The fourth project is a continuation of the Project 03. You are to build a few more backends for a key-value store in C++. In particular, you must implement the following additional map backends which support insertion and searching operations:
Unordered: This stores the key-value pairs using a std::unordered_map.
Chained: This stores the key-value pairs in a hash table using separate chaining.
Open: This stores the key-value pairs in a hash table using open addressing and linear probing.
Once you have finished implementing these new map backends into the
libmap.a library, you will have to update the associated map_bench and
frequencies applications to support these additional map backends.
Of course, map_test is once again provided so you can check the correctness
of all the map backends.
This project is to be done in groups of 1 - 3 and is due midnight Friday, November 11, 2016.
Updated reference implementations of the map_bench benchmark utility
and the frequecies application can be found at
/afs/nd.edu/user15/pbui/pub/bin/map_bench and
/afs/nd.edu/user15/pbui/pub/bin/frequencies respectively.

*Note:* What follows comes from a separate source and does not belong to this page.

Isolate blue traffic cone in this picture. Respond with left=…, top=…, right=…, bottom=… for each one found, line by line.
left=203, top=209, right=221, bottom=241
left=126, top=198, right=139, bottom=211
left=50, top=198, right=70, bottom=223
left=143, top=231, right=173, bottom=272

Here is the usage message for map_bench:
# Display usage message $ map_bench -h -b BACKEND Which Map backend (unsorted, sorted, bst, rbtree, treap, unordered, chained, open) -n NITEMS Number of items to benchmark -p PADLENGTH Amount to pad the keys with leading 0's # Run with unordered backend on 1000000 items $ map_bench -b unordered -n 1000000 Insert: 1.4775 s Search: 0.99349 s # Run with chained backend on 1000000 items and default load factor (0.9) $ map_bench -b chained -n 1000000 Insert: 4.3771 s Search: 1.0269 s # Run with chained backend on 1000000 items and load factor of 0.8 $ map_bench -b chained-0.8 -n 1000000 Insert: 4.1273 s Search: 0.9992 s # Run with open backend on 1000000 items and load factor of 0.8 $ map_bench -b open-0.8 -n 1000000 Insert: 2.1962 s Search: 0.79791 s
As can be seen, map_bench takes three optional arguments. The -b argument
allows the user to select which map backend to utilize. The -n argument
specifies the number of items to test. The -p argument specifies how many
0's should be used to pad the keys and values. By default -b is
unsorted, -n is 1 and -p is 1.
Note: For the chained and open backends, you can append the load
factor to use by adding -X.X to the end of the BACKEND parameter. If
none is specified, then the default load factor is used (ie. 0.9).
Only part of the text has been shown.